A range of arguments have been proposed against Computational Theories of Mind.

John Searle has criticized the Computational Theory of Mind with a thought experiment known as the Chinese room. Imagine that there is a man in a room with no way of communicating to anyone or anything outside of the room except for a piece of paper that is passed under the door. With the paper, he is to use a series of provided books to “answer” what is on the paper. The symbols are all in Chinese, and all the man knows is where to look in the books, which then tell him what to write in response. It just so happens that this generates a conversation that the Chinese man outside of the room can actually understand, but can our man in the room really be said to understand it? This is essentially what the computational theory of mind presents us with; a model in which the mind simply decodes symbols and outputs more symbols. It is argued that perhaps this is not real learning or thinking at all. However, it can be argued in response to this that it is the man and the books together that understand Chinese.

Searle has further raised questions about what exactly constitutes a computation:

the wall behind my back is right now implementing the Wordstar program, because there is some pattern of molecule movements that is isomorphic with the formal structure of Wordstar. But if the wall is implementing Wordstar, if it is a big enough wall it is implementing any program, including any program implemented in the brain.

Putnam himself (see in particular Representation and Reality and the first part of Renewing Philosophy) became a prominent critic of computationalism for a variety of reasons, including ones related to Searle's Chinese room arguments, questions of world-word reference relations, and thoughts about the mind-body relationship.
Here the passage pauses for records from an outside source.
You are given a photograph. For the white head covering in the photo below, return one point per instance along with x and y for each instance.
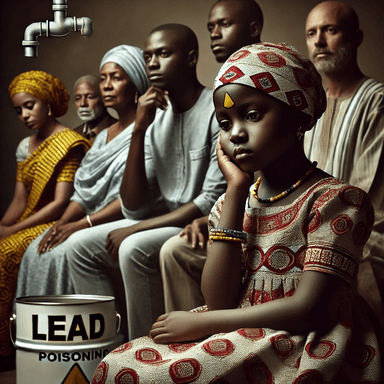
(131, 59)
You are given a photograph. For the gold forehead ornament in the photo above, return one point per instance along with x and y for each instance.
(228, 102)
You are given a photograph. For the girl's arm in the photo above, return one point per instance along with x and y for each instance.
(221, 279)
(50, 212)
(75, 219)
(307, 310)
(17, 206)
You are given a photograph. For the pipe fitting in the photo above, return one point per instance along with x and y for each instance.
(61, 26)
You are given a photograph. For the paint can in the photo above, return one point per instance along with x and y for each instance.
(62, 339)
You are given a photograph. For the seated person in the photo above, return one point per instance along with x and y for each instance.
(95, 201)
(231, 25)
(46, 165)
(295, 316)
(90, 108)
(171, 177)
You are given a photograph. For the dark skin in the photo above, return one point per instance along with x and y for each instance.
(231, 27)
(255, 117)
(38, 117)
(118, 92)
(171, 71)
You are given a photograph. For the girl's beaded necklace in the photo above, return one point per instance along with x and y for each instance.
(284, 193)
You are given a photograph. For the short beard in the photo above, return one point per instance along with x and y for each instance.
(336, 61)
(92, 114)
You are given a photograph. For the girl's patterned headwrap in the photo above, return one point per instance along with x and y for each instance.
(280, 71)
(49, 89)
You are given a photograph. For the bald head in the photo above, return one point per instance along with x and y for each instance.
(233, 24)
(184, 37)
(333, 36)
(88, 101)
(343, 12)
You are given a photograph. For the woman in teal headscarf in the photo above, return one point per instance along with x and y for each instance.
(95, 201)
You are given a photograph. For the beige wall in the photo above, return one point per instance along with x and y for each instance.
(128, 22)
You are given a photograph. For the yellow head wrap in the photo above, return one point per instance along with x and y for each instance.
(49, 89)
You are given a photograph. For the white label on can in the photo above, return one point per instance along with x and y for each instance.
(57, 328)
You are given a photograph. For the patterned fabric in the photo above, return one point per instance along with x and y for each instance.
(280, 71)
(323, 230)
(54, 161)
(348, 143)
(49, 89)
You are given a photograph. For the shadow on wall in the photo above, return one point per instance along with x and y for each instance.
(129, 22)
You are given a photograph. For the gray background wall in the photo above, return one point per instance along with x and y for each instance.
(129, 22)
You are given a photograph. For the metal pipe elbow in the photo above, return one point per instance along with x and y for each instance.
(85, 25)
(31, 34)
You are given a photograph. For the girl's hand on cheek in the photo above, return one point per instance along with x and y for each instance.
(178, 326)
(233, 175)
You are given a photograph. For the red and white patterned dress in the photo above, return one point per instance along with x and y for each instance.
(324, 230)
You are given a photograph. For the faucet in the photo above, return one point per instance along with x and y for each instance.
(59, 27)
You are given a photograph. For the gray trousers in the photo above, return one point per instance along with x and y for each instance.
(92, 271)
(181, 269)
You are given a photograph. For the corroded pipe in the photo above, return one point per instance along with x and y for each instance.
(61, 26)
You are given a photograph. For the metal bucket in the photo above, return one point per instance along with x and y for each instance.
(62, 339)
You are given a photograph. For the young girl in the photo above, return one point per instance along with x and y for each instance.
(295, 315)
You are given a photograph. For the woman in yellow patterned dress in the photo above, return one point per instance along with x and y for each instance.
(46, 166)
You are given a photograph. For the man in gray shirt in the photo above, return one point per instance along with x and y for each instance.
(171, 178)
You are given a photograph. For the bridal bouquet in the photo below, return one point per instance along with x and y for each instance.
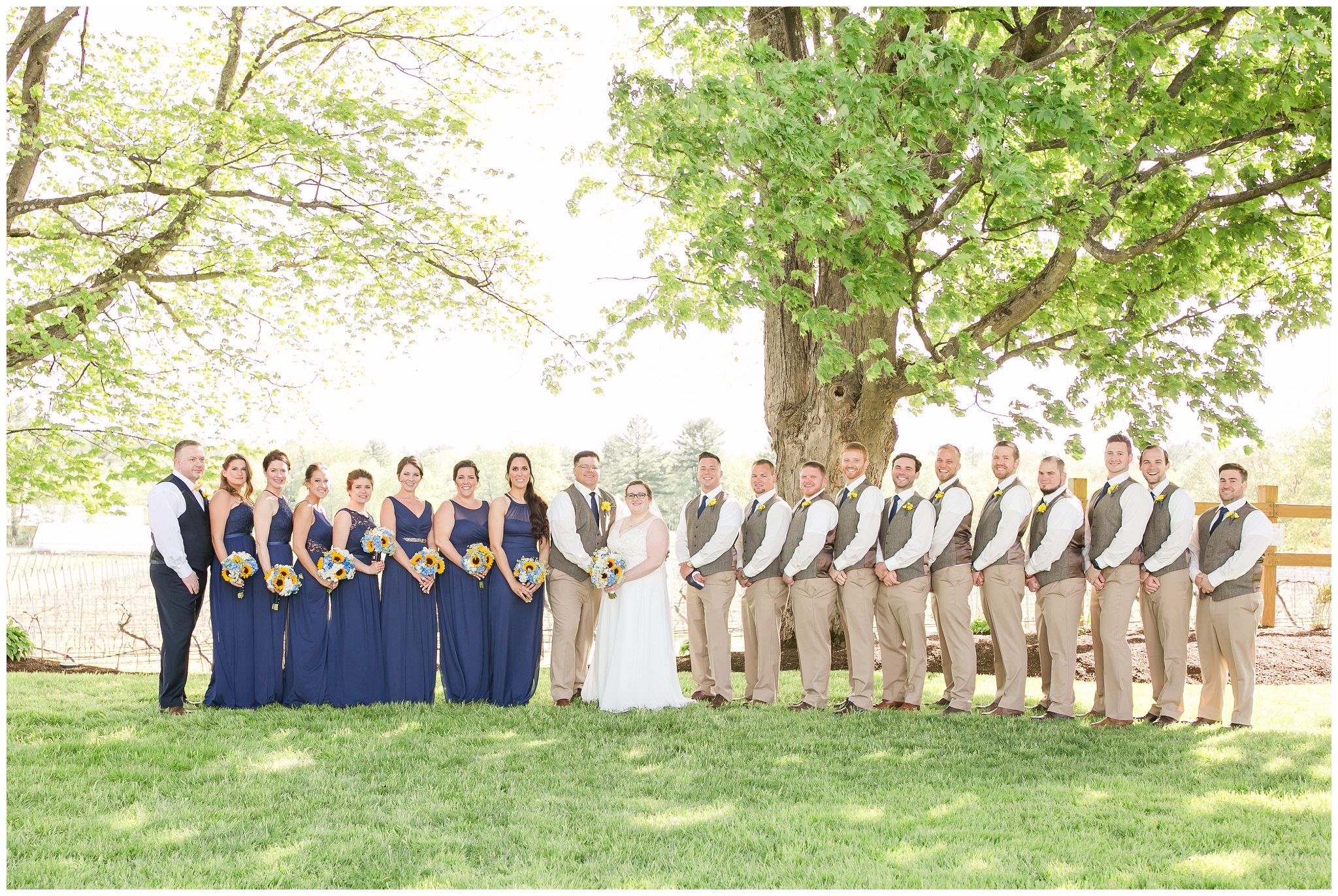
(477, 559)
(238, 566)
(379, 541)
(335, 565)
(286, 582)
(529, 571)
(606, 570)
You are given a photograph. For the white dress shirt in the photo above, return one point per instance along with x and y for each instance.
(1066, 519)
(922, 533)
(1256, 534)
(955, 507)
(772, 538)
(723, 539)
(869, 506)
(1181, 506)
(821, 519)
(1135, 510)
(1013, 509)
(166, 505)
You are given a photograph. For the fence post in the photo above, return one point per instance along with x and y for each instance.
(1267, 503)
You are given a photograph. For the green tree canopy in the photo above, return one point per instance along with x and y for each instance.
(918, 195)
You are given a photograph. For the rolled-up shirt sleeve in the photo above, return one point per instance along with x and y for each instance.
(821, 519)
(165, 509)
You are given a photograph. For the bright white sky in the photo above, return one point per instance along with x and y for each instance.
(670, 380)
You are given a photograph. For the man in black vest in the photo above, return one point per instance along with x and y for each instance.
(178, 568)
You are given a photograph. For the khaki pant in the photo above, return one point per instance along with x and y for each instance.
(956, 642)
(814, 601)
(762, 609)
(1111, 610)
(901, 638)
(576, 607)
(1166, 626)
(708, 634)
(1226, 633)
(857, 610)
(1001, 597)
(1058, 606)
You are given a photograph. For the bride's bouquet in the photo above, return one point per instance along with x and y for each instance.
(606, 570)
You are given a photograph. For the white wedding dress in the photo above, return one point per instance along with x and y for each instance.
(633, 665)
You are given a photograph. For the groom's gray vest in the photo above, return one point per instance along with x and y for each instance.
(595, 533)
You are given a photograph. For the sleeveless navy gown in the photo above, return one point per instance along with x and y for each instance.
(465, 614)
(237, 677)
(355, 667)
(408, 615)
(310, 625)
(515, 628)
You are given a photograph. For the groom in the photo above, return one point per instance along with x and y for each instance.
(579, 519)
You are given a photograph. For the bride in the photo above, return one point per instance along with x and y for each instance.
(633, 664)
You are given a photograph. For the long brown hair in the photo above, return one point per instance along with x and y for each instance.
(538, 507)
(244, 496)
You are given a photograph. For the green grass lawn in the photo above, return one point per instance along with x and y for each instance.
(106, 792)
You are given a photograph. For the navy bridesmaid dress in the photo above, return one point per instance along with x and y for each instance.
(310, 625)
(463, 607)
(515, 628)
(232, 684)
(408, 615)
(268, 624)
(355, 666)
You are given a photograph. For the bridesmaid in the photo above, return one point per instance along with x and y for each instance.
(355, 666)
(463, 606)
(310, 609)
(408, 600)
(518, 526)
(273, 537)
(232, 682)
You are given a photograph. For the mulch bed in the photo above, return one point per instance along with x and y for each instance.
(1281, 657)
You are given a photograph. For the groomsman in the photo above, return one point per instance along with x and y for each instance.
(763, 537)
(902, 569)
(178, 568)
(859, 514)
(1118, 519)
(806, 561)
(1054, 574)
(1226, 561)
(579, 519)
(998, 564)
(1167, 592)
(951, 581)
(706, 546)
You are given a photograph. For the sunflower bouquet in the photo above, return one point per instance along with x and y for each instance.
(335, 565)
(606, 570)
(286, 581)
(529, 571)
(237, 568)
(379, 541)
(478, 559)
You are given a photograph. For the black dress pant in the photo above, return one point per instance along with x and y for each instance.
(178, 610)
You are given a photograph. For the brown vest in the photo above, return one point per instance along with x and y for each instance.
(822, 564)
(1104, 519)
(700, 528)
(1069, 565)
(958, 550)
(754, 533)
(990, 517)
(595, 533)
(1159, 530)
(896, 531)
(1218, 547)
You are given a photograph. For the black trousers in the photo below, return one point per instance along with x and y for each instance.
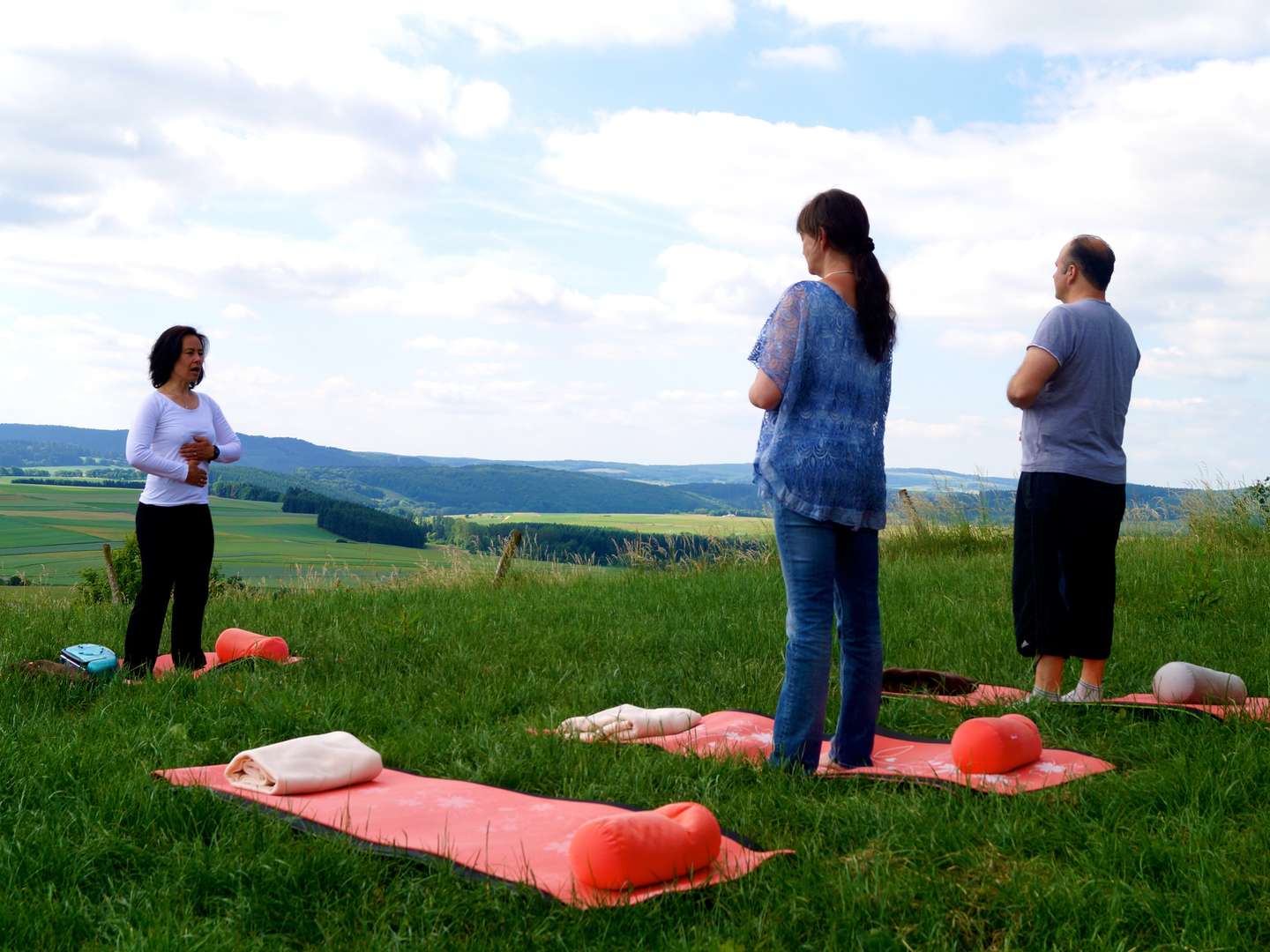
(176, 544)
(1065, 532)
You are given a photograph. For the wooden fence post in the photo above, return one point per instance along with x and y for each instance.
(510, 547)
(116, 594)
(912, 509)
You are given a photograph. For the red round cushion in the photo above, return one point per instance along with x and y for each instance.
(996, 744)
(238, 643)
(641, 848)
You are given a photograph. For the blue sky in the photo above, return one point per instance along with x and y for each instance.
(554, 230)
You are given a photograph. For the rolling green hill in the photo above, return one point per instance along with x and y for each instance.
(49, 533)
(455, 485)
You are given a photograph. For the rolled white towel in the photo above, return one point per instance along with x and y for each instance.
(305, 764)
(630, 723)
(1179, 682)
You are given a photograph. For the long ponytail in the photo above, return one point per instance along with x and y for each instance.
(846, 227)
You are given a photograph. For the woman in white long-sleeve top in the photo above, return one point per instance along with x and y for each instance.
(176, 435)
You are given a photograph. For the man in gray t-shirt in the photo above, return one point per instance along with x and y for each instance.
(1073, 387)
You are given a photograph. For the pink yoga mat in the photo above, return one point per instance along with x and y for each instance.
(164, 666)
(728, 734)
(494, 831)
(1256, 709)
(982, 695)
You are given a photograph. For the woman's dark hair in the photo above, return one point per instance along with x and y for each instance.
(846, 227)
(167, 351)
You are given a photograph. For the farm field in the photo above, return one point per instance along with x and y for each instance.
(653, 524)
(49, 533)
(444, 675)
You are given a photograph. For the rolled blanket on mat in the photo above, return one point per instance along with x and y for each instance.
(1184, 683)
(906, 681)
(629, 723)
(305, 764)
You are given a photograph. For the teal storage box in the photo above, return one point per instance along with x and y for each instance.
(97, 660)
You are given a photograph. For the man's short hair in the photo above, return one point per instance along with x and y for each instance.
(1094, 258)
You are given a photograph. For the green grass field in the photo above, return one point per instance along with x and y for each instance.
(444, 677)
(652, 524)
(49, 533)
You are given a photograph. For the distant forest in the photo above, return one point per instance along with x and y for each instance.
(594, 545)
(419, 487)
(354, 521)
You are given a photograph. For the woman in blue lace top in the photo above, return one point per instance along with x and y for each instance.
(823, 377)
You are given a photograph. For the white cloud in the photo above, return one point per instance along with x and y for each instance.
(239, 312)
(984, 343)
(1166, 405)
(501, 25)
(811, 57)
(467, 346)
(968, 221)
(1160, 26)
(123, 121)
(106, 366)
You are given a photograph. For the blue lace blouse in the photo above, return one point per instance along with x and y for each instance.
(820, 450)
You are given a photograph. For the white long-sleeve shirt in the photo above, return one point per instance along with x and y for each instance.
(161, 429)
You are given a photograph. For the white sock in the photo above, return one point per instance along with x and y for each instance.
(1084, 691)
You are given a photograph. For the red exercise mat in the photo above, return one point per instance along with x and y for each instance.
(490, 830)
(895, 756)
(982, 695)
(1256, 709)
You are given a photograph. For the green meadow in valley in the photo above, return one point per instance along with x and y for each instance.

Regarding functionalism in particular, Putnam has claimed along lines similar to, but more general than Searle's arguments, that the question of whether the human mind can implement computational states is not relevant to the question of the nature of mind, because "every ordinary open system realizes every abstract finite automaton." Computationalists have responded by aiming to develop criteria describing what exactly counts as an implementation.

Roger Penrose has proposed the idea that the human mind does not use a knowably sound calculation procedure to understand and discover mathematical intricacies. This would mean that a normal Turing complete computer would not be able to ascertain certain mathematical truths that human minds can.